Esse plano já foi compartilhado com o chef Leo Paixão (Glouton), que se mostrou animado com uma possível sociedade. “Tenho conversado com ele, que tem esse mesmo desejo. É o tipo de pessoa a quem me associaria com facilidade. Eu o admiro muito”, afirma Flávio.


Enquanto isso não acontece, a transição por lá é feita de forma aparentemente tranquila. Dona Nelsa, que tem 76 anos, não participa mais do “combate” diário na cozinha, mas ainda dá seus pitacos. “Ela continua sendo minha grande referência, provando pratos, avaliando ponto, textura, combinações. O grande legado dela e de papai é a simplicidade como algo de muito valor.”

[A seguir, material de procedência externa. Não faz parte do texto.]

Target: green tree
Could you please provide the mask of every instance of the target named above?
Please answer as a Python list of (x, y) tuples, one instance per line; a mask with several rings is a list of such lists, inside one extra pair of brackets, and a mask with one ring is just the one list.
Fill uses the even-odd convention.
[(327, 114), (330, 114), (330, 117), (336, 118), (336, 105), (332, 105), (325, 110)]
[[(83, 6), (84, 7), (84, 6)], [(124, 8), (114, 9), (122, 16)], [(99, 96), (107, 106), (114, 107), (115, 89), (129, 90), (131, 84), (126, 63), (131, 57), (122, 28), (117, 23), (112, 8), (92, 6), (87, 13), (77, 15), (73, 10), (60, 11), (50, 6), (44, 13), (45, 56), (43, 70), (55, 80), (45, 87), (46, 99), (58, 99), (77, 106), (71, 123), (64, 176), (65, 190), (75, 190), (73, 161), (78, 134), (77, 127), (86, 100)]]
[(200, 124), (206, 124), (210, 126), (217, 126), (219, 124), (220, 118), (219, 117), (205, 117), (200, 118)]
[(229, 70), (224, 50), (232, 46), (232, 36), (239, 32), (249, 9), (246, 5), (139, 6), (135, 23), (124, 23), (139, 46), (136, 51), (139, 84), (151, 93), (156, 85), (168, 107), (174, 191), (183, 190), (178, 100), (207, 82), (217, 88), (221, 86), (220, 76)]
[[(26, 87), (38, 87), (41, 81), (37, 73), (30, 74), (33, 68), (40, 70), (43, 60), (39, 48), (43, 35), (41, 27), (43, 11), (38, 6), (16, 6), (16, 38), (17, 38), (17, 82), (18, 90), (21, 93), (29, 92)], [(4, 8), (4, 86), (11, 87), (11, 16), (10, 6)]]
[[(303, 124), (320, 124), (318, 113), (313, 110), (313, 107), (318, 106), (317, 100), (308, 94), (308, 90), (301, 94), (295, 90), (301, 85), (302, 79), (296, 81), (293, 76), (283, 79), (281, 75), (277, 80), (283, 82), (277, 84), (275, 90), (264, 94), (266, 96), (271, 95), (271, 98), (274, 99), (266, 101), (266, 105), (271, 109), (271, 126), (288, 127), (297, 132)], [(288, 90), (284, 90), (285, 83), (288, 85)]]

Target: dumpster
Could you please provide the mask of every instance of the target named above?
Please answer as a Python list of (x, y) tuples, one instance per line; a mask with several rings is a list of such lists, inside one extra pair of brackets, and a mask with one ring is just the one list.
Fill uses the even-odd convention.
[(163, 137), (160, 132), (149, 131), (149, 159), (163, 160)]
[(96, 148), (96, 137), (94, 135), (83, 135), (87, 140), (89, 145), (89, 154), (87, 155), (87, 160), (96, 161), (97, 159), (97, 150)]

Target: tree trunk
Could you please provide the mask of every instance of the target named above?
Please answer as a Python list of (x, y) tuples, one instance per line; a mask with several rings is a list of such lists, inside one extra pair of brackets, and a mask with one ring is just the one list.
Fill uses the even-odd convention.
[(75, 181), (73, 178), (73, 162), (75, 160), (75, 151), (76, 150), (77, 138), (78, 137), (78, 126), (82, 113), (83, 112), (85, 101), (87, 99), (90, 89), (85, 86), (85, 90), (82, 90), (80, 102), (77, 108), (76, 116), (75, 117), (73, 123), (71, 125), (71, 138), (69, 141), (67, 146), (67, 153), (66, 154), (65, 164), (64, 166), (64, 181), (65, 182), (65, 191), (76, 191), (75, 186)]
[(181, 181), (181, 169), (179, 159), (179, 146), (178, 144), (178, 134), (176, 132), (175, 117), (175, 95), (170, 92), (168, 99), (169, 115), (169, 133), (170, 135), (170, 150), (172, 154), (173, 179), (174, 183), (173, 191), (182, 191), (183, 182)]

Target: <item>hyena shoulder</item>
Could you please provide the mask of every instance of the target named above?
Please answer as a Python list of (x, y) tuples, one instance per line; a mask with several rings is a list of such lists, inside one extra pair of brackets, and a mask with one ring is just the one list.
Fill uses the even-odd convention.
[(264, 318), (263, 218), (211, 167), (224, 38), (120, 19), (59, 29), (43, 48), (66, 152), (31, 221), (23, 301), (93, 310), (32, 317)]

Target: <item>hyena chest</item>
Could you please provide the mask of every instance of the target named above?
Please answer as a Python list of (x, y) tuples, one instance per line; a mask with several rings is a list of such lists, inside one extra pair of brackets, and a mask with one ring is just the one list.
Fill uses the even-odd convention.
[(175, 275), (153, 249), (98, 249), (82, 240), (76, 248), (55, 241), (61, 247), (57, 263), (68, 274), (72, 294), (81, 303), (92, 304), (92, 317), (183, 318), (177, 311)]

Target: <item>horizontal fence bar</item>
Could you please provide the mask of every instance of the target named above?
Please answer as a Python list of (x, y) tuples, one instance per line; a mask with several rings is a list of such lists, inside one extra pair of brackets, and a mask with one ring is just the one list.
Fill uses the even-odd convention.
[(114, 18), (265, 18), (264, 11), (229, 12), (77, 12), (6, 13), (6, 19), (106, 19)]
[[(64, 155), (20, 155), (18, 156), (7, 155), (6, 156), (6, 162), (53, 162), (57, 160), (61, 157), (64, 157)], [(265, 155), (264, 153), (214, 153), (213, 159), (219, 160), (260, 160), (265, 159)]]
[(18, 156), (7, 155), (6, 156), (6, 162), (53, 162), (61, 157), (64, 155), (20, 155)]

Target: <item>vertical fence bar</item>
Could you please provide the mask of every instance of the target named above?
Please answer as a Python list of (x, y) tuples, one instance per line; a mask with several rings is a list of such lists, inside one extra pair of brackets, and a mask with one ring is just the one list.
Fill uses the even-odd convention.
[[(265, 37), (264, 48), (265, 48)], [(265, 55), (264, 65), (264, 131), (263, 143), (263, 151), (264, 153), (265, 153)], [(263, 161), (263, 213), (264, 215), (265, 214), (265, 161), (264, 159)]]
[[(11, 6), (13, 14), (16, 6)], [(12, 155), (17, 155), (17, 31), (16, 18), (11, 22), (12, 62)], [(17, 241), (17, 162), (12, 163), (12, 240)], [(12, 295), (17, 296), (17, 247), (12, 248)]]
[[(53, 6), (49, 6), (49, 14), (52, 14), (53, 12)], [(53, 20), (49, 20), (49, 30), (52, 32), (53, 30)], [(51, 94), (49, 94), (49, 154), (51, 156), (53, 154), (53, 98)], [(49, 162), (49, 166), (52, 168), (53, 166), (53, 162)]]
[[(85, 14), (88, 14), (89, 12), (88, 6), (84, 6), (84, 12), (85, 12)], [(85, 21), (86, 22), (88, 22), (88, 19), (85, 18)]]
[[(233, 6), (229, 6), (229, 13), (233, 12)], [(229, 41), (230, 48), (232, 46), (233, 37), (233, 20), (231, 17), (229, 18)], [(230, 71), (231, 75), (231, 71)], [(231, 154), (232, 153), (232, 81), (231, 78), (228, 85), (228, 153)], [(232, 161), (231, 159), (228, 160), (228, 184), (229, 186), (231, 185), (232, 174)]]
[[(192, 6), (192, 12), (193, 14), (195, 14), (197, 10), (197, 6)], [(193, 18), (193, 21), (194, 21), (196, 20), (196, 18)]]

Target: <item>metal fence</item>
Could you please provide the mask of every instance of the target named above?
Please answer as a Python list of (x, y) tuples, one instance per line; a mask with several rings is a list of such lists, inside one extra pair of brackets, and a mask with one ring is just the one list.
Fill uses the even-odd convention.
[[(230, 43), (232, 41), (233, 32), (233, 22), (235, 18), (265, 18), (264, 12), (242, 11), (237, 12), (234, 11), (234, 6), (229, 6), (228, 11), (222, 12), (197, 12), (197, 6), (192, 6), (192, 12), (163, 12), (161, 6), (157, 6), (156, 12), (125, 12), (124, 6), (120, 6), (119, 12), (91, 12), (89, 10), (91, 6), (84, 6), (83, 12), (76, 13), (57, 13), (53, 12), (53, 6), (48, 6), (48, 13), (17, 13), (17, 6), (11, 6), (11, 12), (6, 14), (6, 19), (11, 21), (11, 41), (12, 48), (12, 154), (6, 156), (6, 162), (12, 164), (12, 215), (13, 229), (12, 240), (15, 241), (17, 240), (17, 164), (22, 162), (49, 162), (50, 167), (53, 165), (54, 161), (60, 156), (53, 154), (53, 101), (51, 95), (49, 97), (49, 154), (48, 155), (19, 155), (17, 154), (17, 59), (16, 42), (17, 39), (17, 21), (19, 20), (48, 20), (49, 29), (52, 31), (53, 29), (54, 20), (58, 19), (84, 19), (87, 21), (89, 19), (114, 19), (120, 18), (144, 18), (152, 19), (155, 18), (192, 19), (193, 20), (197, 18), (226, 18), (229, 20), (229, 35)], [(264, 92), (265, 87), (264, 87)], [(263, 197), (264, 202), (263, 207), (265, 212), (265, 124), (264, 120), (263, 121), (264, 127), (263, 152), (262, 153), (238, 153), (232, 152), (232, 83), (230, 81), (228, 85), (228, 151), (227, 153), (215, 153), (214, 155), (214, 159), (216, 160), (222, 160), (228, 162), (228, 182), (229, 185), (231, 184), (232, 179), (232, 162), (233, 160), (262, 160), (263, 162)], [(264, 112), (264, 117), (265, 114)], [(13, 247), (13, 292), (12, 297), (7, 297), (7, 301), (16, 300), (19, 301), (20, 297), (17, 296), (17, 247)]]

Flávio participou ativamente da abertura da casa, cozinhando e criando soluções para os dias de maior movimento, como a linguiça aberta na chapa, que cozinha mais rápido do que se fosse preparada inteira. Três anos depois, no entanto, optou por dedicar-se à sua outra paixão – equitação – na hípica nos fundos do terreno em que fica o restaurante. “Muita gente cobrava o meu retorno. Dos três filhos, o que mais gosta de cozinha sou eu. Sabia que uma hora teria de assumir”, diz.

MUDANÇAS As mudanças começaram com a introdução de ingredientes do cerrado mineiro, que deram origem ao atual Prato da Boa Lembrança: miolo de alcatra serenado com cebola roxa na manteiga de garrafa, batata-doce e moranga assadas com casca, vinagrete de coentro com pimenta dedo-de-moça, farofa de baru e arroz com pequi.


Se Dona Nelsa teria criado um prato como esse? “Sim, mas não sei se com esses ingredientes. Viajei com meu pai pelo Norte de Minas, é uma referência minha. Minha mãe não teve tanto contato com o cerrado, pois viveu em Lagoa da Prata, aos pés da Serra da Canastra, teve contato com outro terroir”, diz.


A propósito, o próximo Prato da Boa Lembrança (uma espécie de galinhada com cogumelos, quiabo, tomate e queijo canastra), que será apresentado no mês que vem, será o primeiro na história da casa a ser servido num prato individual – em vez de chegar à mesa para compartilhar, desmembrado em panelas, chapas e potes.
“Isso poderá abrir caminho para outros empratados individuais, incluindo sobremesas”, adianta. Outra novidade por lá é a presença de um prato vegetariano (verduras, legumes e tubérculos preparados de formas distintas), montado numa chapa de pedra-sabão e finalizado com azeite e flor de sal.


“Hoje, tenho na cozinha nitrogênio, cocção a vácuo, sifão, Thermomix (robô de cozinha) e Roner (máquina circuladora de água a temperaturas controladas para cozimentos a vácuo), que uso em alguns eventos. Além disso, incorporei ao dia a dia da cozinha o forno combinado e um defumador. Tudo isso melhora minha operação, otimiza tempo, dá padrão. Com o volume de trabalho que tenho, preciso dessas ferramentas. Não sou purista a ponto de ser avesso a qualquer inovação. Se melhora a qualidade, por que não usar?”

 

PARA LER


» Xapuri e a cozinha de Nelsa Trombino
De Marcelo Musarra. Girassol Comunicações. 122 páginas.
Fartamente ilustrado, narra a trajetória da fundadora e a criação da casa, que começou pequenina e hoje chega a atender mil pessoas num único domingo. Parte de uma coleção dedicada a chefs do país, inclui diversas receitas.

» História da arte da cozinha
mineira por Dona Lucinha

De Maria Lúcia Clementino Nunes e Márcia Clementino Nunes. Editora Larousse. 176 páginas Clássico título para quem se interessa pelas origens da cozinha mineira: a separação nas vertentes de fazenda (pratos com caldo) e de tropeiro (pratos mais secos) é atribuída a esse título de Lucinha. Inclui receitas.